AS to teaching the neck reining to your mini - I agree with all above as to how to go about it. Since yours is so well trained already, it shouldn't be difficult at all to teach her to move over by just laying a line or rein against her neck. Most of my advanced ponies will "neck rein" from either side now, since I often lay the lead against their neck as I ask them to yield away from me. I use a tap with either my hand or a solid object (a short crop or a NH "stick") to increase the pressure until they respond to just the lead or rein laid on the neck. That "tap, Tap, TAP, whack" is a very effective training tool, LOL. Once they learn that the light cue is followed by progressively stronger ones, they get it quick!

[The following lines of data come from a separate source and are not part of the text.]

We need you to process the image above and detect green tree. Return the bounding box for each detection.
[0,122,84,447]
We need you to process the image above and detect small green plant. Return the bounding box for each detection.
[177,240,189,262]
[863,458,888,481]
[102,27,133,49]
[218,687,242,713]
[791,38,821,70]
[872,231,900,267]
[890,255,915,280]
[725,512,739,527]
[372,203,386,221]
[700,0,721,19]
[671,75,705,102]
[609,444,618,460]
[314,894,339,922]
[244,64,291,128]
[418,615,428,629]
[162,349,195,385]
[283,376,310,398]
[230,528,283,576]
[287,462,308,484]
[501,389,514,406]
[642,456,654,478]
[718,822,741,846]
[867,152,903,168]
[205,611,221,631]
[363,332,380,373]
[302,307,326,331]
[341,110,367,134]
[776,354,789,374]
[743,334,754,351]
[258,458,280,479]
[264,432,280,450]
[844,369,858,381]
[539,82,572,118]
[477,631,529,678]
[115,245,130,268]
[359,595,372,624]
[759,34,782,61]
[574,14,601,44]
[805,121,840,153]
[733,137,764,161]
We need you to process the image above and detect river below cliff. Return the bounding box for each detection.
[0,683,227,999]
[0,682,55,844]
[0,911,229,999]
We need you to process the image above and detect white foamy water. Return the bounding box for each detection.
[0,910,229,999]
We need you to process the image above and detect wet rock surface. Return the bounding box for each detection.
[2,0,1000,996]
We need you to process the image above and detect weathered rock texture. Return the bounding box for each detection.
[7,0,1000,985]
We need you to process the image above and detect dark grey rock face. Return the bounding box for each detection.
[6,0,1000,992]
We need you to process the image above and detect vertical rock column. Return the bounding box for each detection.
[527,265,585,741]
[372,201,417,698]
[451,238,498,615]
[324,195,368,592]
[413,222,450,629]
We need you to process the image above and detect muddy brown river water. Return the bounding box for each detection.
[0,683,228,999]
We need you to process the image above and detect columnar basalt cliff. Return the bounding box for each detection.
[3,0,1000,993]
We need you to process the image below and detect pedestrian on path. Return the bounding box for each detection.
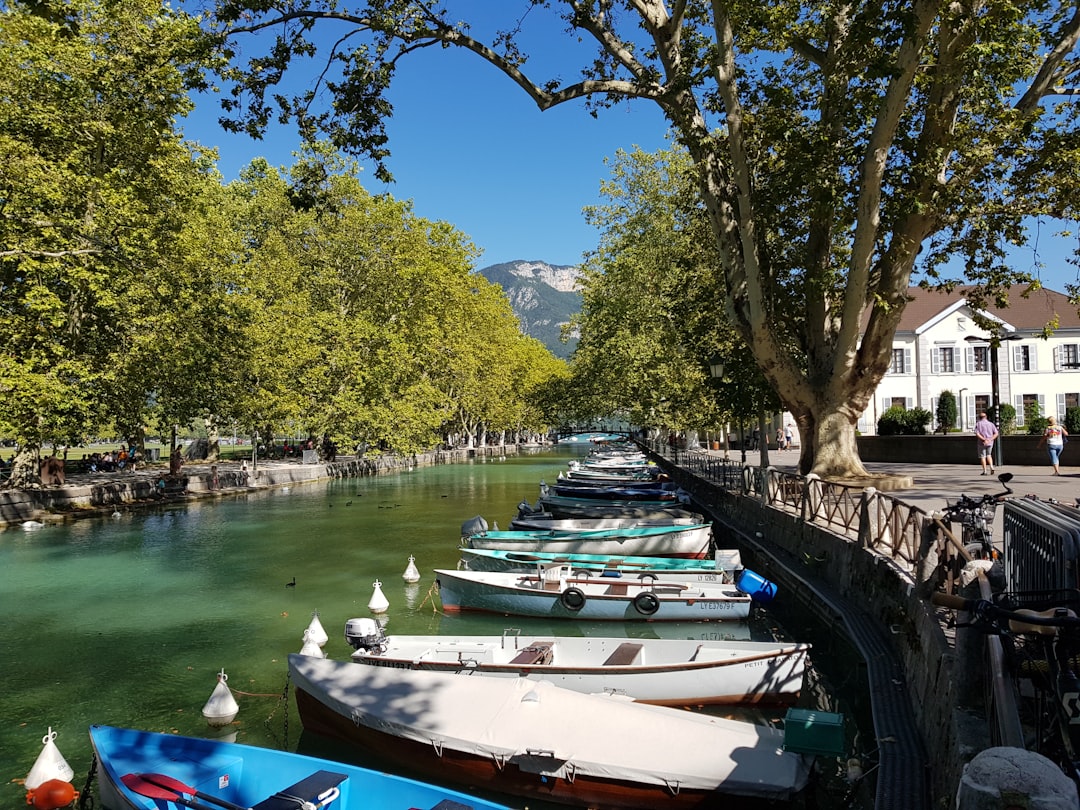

Once your mini yields with the lead rope/halter, you can introduce neck reining with a bit and I think you will be quite surprised how easy it is. The hard part is teaching the child that it is literally just laying the rein against the neck - not pulling - which actually pulls the head the opposite direction of what is desired. I still sometimes have issues with that one myself and I've been riding western and neck reining since I was a kid. I like using two hands and a snaffle - but then again, I've spent most of my life starting green horses, not taking them all the way to finished riding horse. Most of our shetlands have more training than the riding horses I've started under saddle before returning them home or selling them.

Hope you don't mind that I prefaced this post with pictures of direct reining and learning to handle the reins. To me, it does pertain to learning to neck rein (for the child)....


----------